Just think about Facebook, and the 'People you may know' section. This can recommend hundred of people to you at any time, some of them could be friends from work, some from old times in school, but also people you see as strangers. That is exactly what happened to Kashmir when Facebook recommended someone who looked like a stranger but happened to have a very familiar name...
A suggested friend on Facebook ended up changed Hill's perspective on social media completely and got her wondering HOW exactly does social media know what and who to recommend to us?
She began the article with this:
“The People You May Know feature is notorious for its uncanny ability to recognize who you associate with in real life. It has mystified and disconcerted Facebook users by showing them an old boss, a one-night-stand, or someone they just ran into on the street,” said Hill.
Sometimes it would suggest the same people over and over, but through out the course of one winter, it offered more than 1400 people she may have known. According to Hill around 200 of them (Or about 15%) were people she actually knew or recognized, the rest were strangers.

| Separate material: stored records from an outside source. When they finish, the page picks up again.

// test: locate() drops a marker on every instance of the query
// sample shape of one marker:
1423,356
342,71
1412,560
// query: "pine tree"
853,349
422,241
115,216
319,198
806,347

So she was suggested around 1200 strangers over the course of only 3 months! People she thought she had nothing to do with at all until one name among the bunch stood out to her...
The name of an older Ohio woman, Rebecca Porter. The face held no significance for Hill, and they had no mutual friends, but the name Porter was all too familiar.
“My biological grandfather is a man I’ve never met, with the last name Porter, who abandoned my father when he was a baby. My father was adopted by a man whose last name was Hill, and he didn’t find out about his biological father until adulthood,” said Hill.